Question

We currently use SNAPSHOT modifier in development so that project dependencies are linked to the most current build of its dependencies. So when we build a project we get all the jars with various time SNAPSHOTS. Regardless of a code change.

This proves to be an issue when the end user wants to download a new release. For example there is a big jar file that is rarely updated. We would like for that particular jar file to be referred to as it version number 1.4 as supposed to 1.4-SNAPSHOT when we release it to the customer meaning they only download new version when we make changes to the version number as supposed to when we last built it with or without changes.

What is the best way to achieve this?

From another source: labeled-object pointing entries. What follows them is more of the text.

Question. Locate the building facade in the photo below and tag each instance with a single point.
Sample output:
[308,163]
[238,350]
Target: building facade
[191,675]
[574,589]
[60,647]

Am I missing something?

Please and thank you.

Was it helpful?

Solution

This proves to be an issue when the end user wants to download a new release.

First of all, releases should indeed use fixed versions. So if you're developing version 1.4-SNAPSHOT, the release version is supposed to be 1.4 (and you tag it as such in your VCS). And then you bump the new development version to 1.5-SNAPSHOT in the dev branch.

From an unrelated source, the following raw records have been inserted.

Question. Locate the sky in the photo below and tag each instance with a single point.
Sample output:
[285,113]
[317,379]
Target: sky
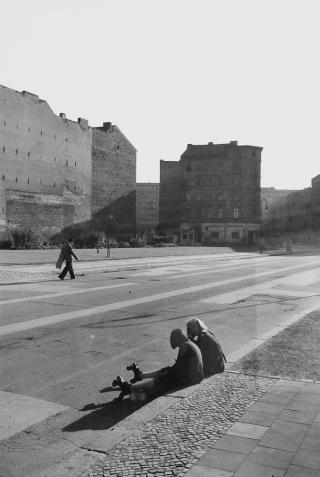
[173,72]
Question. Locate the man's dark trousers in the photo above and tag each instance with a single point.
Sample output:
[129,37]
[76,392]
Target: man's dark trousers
[68,268]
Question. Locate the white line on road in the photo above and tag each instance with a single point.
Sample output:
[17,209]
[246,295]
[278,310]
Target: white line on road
[73,315]
[18,412]
[65,292]
[302,279]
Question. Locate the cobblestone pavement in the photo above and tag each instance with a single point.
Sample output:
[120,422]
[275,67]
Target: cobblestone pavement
[171,443]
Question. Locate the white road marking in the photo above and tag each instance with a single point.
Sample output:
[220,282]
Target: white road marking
[259,339]
[65,292]
[73,315]
[266,288]
[18,412]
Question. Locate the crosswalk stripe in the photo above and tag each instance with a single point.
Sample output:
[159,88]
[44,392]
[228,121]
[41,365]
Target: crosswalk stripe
[64,293]
[58,318]
[18,412]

For example there is a big jar file that is rarely updated. We would like for that particular jar file to be referred to as it version number 1.4 (...)

But even if you follow the above "standard" process, nothing forces you to bump all versions after a release and you could just stick to a given fixed version of a particular artifact. This would remove the problem.

OTHER TIPS

In my opinion a way to a user is a kind of delivery and should be handled by using the maven release process (mvn release) which automatically increments the version numbers. Than you have an exact relationship to your version control and what user has got. SNAPSHOT's should only be used in development.